218. Letter From John J. McCloy to President Johnson 1
Dear Mr. President:
I have completed the review of our NATO policy which you asked me to undertake in your letter delivered to me on October 7.2 I enclose my report herewith.
Within the time available, I have sought to obtain and analyze as much data and thinking in the Government bearing on the problem as I could. In doing so, I have had the full cooperation of the Secretaries of State, Defense and Treasury, the Joint Chiefs of Staff, the Director of the CIA, as well as many other officials of the Government who are charged with responsibilities related to the subject of my inquiry. They have made available many studies and reports bearing on my report, prepared in their Departments and Agencies. Members of their staffs have assisted in various ways, including preparing special studies for my benefit.
I have been much impressed with the dedication of the staffs and the quality of their work. Without this help it would have been quite impossible [Page 496] to carry out the assigned task. For all of this assistance, I am very grateful.
In the course of my studies, I have found unanimity among all the responsible officials that NATO is vital to the security of the United States, and I have proceeded on that assumption.

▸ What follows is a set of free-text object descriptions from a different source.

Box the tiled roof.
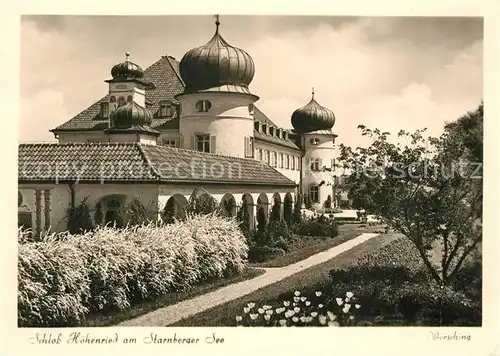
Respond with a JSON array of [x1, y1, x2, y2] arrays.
[[18, 143, 296, 186], [52, 56, 185, 132], [254, 130, 300, 150]]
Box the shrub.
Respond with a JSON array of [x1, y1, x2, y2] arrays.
[[294, 215, 339, 238], [185, 187, 218, 216], [124, 198, 151, 226], [67, 197, 94, 234], [18, 214, 248, 327]]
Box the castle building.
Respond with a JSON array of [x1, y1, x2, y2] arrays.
[[18, 16, 339, 235]]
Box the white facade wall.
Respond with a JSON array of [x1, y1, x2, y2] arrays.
[[177, 92, 257, 157], [253, 140, 301, 185]]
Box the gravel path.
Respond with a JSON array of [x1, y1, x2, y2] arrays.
[[118, 232, 379, 327]]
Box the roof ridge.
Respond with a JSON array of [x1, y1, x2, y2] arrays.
[[136, 143, 161, 180], [164, 55, 185, 88]]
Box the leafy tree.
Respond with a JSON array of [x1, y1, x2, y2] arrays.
[[94, 202, 103, 225], [67, 197, 94, 234], [338, 104, 483, 286], [257, 206, 267, 232], [292, 194, 303, 224], [323, 195, 332, 209], [269, 197, 281, 223], [185, 187, 218, 216], [236, 199, 250, 236]]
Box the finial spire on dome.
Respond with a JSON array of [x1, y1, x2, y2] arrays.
[[312, 87, 315, 99], [125, 52, 130, 61], [214, 14, 220, 33]]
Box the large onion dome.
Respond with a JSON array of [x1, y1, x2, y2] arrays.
[[179, 16, 255, 94], [291, 89, 336, 134], [111, 52, 144, 80], [111, 101, 153, 129]]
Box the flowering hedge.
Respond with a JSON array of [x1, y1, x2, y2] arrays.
[[18, 214, 248, 327], [235, 290, 362, 327]]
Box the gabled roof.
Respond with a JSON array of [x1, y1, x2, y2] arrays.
[[52, 56, 185, 132], [18, 142, 296, 186]]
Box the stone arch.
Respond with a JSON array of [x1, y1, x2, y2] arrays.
[[96, 194, 127, 228], [239, 193, 255, 231], [284, 192, 294, 224], [256, 193, 269, 229], [220, 193, 237, 217], [163, 194, 189, 224]]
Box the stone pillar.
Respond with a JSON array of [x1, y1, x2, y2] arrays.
[[34, 189, 42, 237], [43, 189, 51, 233]]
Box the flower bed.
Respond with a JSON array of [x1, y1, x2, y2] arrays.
[[18, 214, 248, 327]]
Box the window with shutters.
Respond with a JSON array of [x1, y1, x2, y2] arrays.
[[272, 152, 278, 167], [266, 150, 270, 165], [285, 155, 290, 169], [309, 185, 320, 203], [196, 100, 212, 112], [196, 134, 211, 153], [296, 157, 301, 171], [310, 158, 320, 171], [291, 155, 295, 170], [279, 153, 284, 168], [244, 136, 254, 158], [160, 139, 177, 148]]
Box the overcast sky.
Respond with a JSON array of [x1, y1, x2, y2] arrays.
[[20, 15, 483, 147]]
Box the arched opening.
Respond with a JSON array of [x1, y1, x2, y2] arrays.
[[284, 192, 293, 224], [96, 194, 126, 228], [219, 193, 237, 217], [256, 193, 269, 230], [270, 193, 282, 222], [163, 194, 189, 224], [238, 193, 254, 232]]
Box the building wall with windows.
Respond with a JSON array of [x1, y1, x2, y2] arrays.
[[254, 140, 301, 184]]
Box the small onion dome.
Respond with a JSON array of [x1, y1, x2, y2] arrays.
[[111, 52, 144, 80], [111, 101, 153, 129], [291, 89, 335, 134], [179, 15, 255, 94]]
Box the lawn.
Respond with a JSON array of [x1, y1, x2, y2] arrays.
[[172, 233, 400, 326], [252, 224, 387, 268], [82, 267, 265, 327]]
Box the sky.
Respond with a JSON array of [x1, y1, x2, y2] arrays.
[[20, 15, 483, 148]]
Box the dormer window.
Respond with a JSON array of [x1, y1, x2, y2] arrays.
[[196, 100, 212, 113], [262, 124, 267, 134], [159, 101, 174, 118], [100, 102, 109, 118], [254, 121, 260, 131], [283, 131, 288, 140], [269, 127, 275, 136], [276, 128, 281, 138]]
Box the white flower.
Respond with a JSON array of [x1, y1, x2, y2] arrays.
[[283, 301, 290, 307], [247, 302, 256, 309], [355, 304, 361, 309], [285, 310, 295, 318], [318, 315, 327, 325], [258, 308, 265, 314], [292, 316, 299, 322], [294, 307, 300, 313], [243, 307, 250, 314], [342, 304, 351, 313], [264, 314, 271, 321], [250, 313, 258, 320], [266, 309, 273, 315], [346, 291, 354, 299], [263, 305, 272, 310], [311, 312, 318, 317], [235, 316, 243, 322], [439, 224, 447, 230], [293, 296, 300, 303], [328, 321, 340, 327], [315, 291, 322, 297], [300, 296, 307, 302], [336, 298, 344, 306], [294, 291, 301, 296], [349, 315, 355, 320], [279, 319, 287, 326], [327, 311, 337, 321], [305, 301, 311, 306], [318, 304, 324, 308], [300, 316, 312, 323], [276, 307, 285, 314]]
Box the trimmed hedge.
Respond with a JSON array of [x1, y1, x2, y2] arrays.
[[18, 214, 248, 327]]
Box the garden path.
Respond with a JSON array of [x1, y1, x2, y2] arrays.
[[118, 232, 379, 327]]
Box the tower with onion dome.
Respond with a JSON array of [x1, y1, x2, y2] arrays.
[[291, 88, 338, 210], [104, 53, 159, 144], [176, 15, 259, 157]]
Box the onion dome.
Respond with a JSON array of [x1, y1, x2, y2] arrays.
[[111, 52, 144, 80], [111, 101, 153, 129], [291, 88, 336, 134], [179, 15, 255, 94]]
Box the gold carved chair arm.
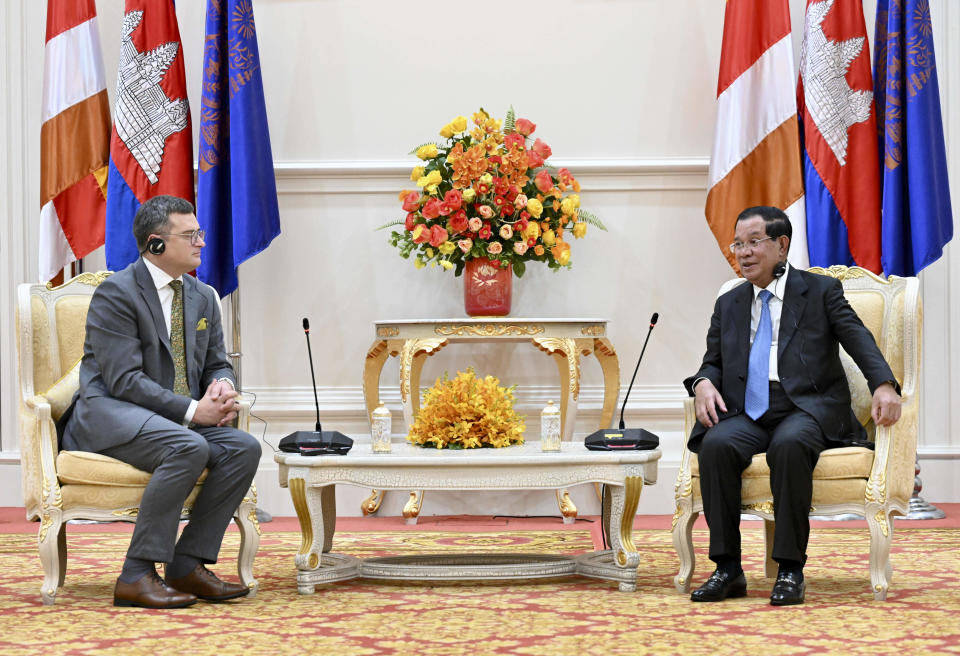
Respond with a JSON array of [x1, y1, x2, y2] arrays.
[[867, 394, 919, 509], [674, 398, 696, 503], [21, 395, 62, 521]]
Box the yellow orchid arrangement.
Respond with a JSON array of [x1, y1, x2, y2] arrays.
[[380, 107, 605, 277], [407, 368, 525, 449]]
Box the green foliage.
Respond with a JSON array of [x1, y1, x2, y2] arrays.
[[376, 219, 405, 231], [504, 105, 516, 134], [408, 142, 442, 155], [576, 209, 608, 230]]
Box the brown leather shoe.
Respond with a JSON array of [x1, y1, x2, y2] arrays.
[[114, 572, 197, 608], [166, 564, 250, 602]]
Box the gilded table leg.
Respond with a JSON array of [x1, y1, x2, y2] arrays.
[[403, 490, 424, 525], [363, 340, 391, 422], [362, 339, 402, 515], [593, 338, 621, 430], [361, 490, 385, 516], [289, 478, 330, 594], [607, 476, 644, 591], [399, 338, 448, 430], [534, 338, 581, 521], [556, 490, 578, 524]]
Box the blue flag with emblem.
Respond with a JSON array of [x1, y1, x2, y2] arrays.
[[873, 0, 953, 277], [196, 0, 281, 297]]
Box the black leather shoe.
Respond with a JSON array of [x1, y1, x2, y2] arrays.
[[770, 571, 805, 606], [690, 569, 747, 602]]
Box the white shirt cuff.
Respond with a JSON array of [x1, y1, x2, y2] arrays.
[[184, 399, 199, 425]]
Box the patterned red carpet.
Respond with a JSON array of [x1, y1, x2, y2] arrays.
[[1, 509, 958, 655]]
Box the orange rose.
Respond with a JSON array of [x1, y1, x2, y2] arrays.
[[534, 170, 553, 194], [429, 225, 449, 248], [534, 244, 545, 256], [401, 191, 420, 212], [515, 118, 536, 136]]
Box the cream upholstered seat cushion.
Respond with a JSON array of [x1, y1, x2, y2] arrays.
[[689, 446, 875, 480], [57, 451, 209, 487]]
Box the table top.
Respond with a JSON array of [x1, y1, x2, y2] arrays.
[[275, 441, 660, 490], [275, 440, 660, 467], [372, 318, 612, 340]]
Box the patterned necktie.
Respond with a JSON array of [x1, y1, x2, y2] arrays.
[[745, 289, 773, 420], [169, 280, 190, 396]]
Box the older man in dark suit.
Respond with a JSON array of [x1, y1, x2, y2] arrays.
[[63, 195, 260, 608], [684, 206, 901, 606]]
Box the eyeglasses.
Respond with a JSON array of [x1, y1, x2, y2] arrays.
[[729, 237, 774, 253], [160, 229, 206, 246]]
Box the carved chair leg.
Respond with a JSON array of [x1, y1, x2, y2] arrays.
[[234, 500, 261, 597], [867, 508, 893, 601], [38, 511, 64, 605], [763, 519, 777, 579], [57, 525, 67, 587], [672, 508, 698, 593]]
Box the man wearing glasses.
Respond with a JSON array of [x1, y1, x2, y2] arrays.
[[684, 206, 901, 606], [62, 195, 260, 608]]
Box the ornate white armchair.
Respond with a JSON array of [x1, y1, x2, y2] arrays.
[[16, 273, 260, 605], [672, 266, 921, 600]]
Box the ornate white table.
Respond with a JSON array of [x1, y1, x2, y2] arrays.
[[361, 318, 621, 520], [276, 441, 660, 593]]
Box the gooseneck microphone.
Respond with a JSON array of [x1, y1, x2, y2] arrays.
[[618, 313, 658, 430], [303, 318, 322, 433], [584, 312, 661, 452], [278, 318, 354, 455]]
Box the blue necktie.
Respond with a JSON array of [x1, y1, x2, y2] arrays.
[[745, 289, 773, 420]]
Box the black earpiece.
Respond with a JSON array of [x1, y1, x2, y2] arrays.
[[773, 260, 787, 278], [146, 237, 165, 256]]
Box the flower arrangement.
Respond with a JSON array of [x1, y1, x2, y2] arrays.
[[382, 107, 605, 277], [407, 368, 525, 449]]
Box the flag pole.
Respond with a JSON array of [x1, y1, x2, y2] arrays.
[[228, 279, 242, 389], [228, 275, 272, 523]]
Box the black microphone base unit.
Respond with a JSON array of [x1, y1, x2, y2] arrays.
[[279, 430, 354, 456], [584, 428, 659, 451]]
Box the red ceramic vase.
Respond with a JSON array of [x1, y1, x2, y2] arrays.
[[463, 257, 512, 316]]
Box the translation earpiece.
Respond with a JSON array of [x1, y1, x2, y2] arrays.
[[146, 237, 165, 256]]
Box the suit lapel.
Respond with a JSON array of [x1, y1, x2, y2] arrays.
[[731, 281, 753, 369], [134, 259, 171, 355], [778, 269, 808, 358]]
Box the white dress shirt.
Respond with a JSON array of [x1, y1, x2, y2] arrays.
[[750, 262, 790, 382], [691, 263, 790, 394], [142, 258, 198, 423]]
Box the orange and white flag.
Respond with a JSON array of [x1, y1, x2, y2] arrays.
[[705, 0, 807, 272], [39, 0, 110, 282]]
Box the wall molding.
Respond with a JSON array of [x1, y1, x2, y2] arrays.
[[242, 384, 690, 420], [272, 158, 710, 195]]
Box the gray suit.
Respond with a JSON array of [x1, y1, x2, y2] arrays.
[[63, 259, 260, 565]]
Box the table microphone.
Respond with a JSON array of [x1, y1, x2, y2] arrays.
[[584, 313, 660, 451], [278, 318, 353, 455]]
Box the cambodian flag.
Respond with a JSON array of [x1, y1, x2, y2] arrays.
[[195, 0, 281, 298], [797, 0, 882, 273], [874, 0, 953, 277], [105, 0, 193, 271]]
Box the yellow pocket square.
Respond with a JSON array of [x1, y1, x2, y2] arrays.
[[196, 318, 208, 331]]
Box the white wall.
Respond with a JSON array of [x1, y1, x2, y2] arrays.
[[2, 0, 958, 518]]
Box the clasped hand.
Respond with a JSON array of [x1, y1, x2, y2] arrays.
[[193, 380, 239, 427]]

In conducting my review, I have confined myself essentially to the strength of the ground and air forces of NATO for the Central Front as the question of United States force levels is related to such forces. Accordingly, I have not dealt with naval forces or those which have been committed to the northern and southern flanks of NATO.
During my consideration of these matters, there occurred the collapse of the Government of the Federal Republic of Germany, an event which complicated an already complex task. Representatives of the German Government have continued to cooperate fully in an exchange of views and data, but the lack of a government in Bonn may delay our progress considerably. Insofar as any decisions by the Federal Republic bear on fiscal matters, it may, therefore, be some time before we can complete our tripartite review. Indeed, for the same reason, my own report to you on this aspect of our study cannot be as definite as it might otherwise have been.
To present my thoughts to you as simply and briefly as possible—and in a manner that I trust will assist decision-making—I have led off with:
Conclusions and Recommendations
This section is backed up by six analytical sections3 which explain how and why I reached my conclusions:
- The Need for NATO
- NATO Strategy and Forces
- Military Effects of Force Changes
- Political Effects of Force Changes
- Balance of Payment Issues
- The British Situation
From the many studies prepared for me by various agencies of the Executive Branch, I have selected six which I consider important enough to warrant your personal attention. They are separately bound as Annexes to this report:4
- Annex I: The Tripartite Report (Final) of Working Group I on Warsaw Pact Capabilities
- Annex II: The Tripartite Report (Draft) of Working Group II on NATO Capabilities
- Annex III: The Tripartite Report (Draft) of Working Group III on Balance of Payments Effects
- Annex IV: Special National Intelligence Estimate
- Annex V: Memorandum from Central Intelligence Agency
- Annex VI: Illustrative Concept for Brigade Rotation.
To facilitate early consideration of this report, I am sending copies to the Secretaries of State, Treasury and Defense, with an additional copy to the latter for the Chairman of the Joint Chiefs of Staff. I will be available, of course, to discuss the report whenever it suits your convenience.
I trust that you are feeling well after your operation.